Nature and NurtureI am consistently fascinated by the writings of the evolutionary biologist
Steven Pinker. His ability to distill complex theories of cognitive neuroscience and evolutionary biology into easy to grasp concepts for the layman to understand is quite a gift. His field of evolutionary biology revolves around the emerging understanding of how evolution has guided the development of the human brain and how this has influenced our moral reasoning capacity. Perhaps the most fascinating crux of this new field of science is how much new light it has shed on the age old argument of nature vs. nurture. For example, as detailed in Pinker's book
The Blank Slate he
"explores the idea of human nature and its moral, emotional, and political colorings. He shows how many intellectuals have denied the existence of human nature by embracing three linked dogmas: The Blank Slate (the mind has no innate traits), The Noble Savage (people are born good and corrupted by society), and The Ghost in the Machine (each of us has a soul that makes choices free from biology). Each dogma carries a moral burden, so their defenders have engaged in the desperate tactics to discredit the scientists who are now challenging them."In a recent
New York Times Magazine piece, Pinker reports how our moral judgments can be grouped into five spheres of relation - harm, fairness, community (or group loyalty), authority and purity and offers the following pairings of moral dilemas with one item in each pairing typically more at odds with most people's moral sense (the offensed moral sphere listed in parenthases)
-Stick a pin into your palm.
-Stick a pin into the palm of a child you don’t know. (Harm.)
-Accept a wide-screen TV from a friend who received it at no charge because of a computer error.
-Accept a wide-screen TV from a friend who received it from a thief who had stolen it from a wealthy family. (Fairness.)
-Say something bad about your nation (which you don’t believe) on a talk-radio show in your nation.
-Say something bad about your nation (which you don’t believe) on a talk-radio show in a foreign nation. (Community.)
-Slap a friend in the face, with his permission, as part of a comedy skit.
-Slap your minister in the face, with his permission, as part of a comedy skit. (Authority.)
-Attend a performance-art piece in which the actors act like idiots for 30 minutes, including flubbing simple problems and falling down on stage.
-Attend a performance-art piece in which the actors act like animals for 30 minutes, including crawling around naked and urinating on stage. (Purity.)From these five moral spheres, Pinker explains how our handling of each works into our moral reasoning, that
In each pair, the second action feels far more repugnant.

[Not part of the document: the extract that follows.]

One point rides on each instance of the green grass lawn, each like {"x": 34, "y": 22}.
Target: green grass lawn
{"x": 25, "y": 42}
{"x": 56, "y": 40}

Most of the moral illusions we have visited come from an unwarranted intrusion of one of the moral spheres into our judgments. A violation of community led people to frown on using an old flag to clean a bathroom. Violations of purity repelled the people who judged the morality of consensual incest and prevented the moral vegetarians and nonsmokers from tolerating the slightest trace of a vile contaminant. At the other end of the scale, displays of extreme purity lead people to venerate religious leaders who dress in white and affect an aura of chastity and asceticism.
Pinker goes on to show how our evolutionary experience has hardwired into our brains the moral guideposts we need in order to navigate ourselves away from dangers that would have otherwise led to our extinction.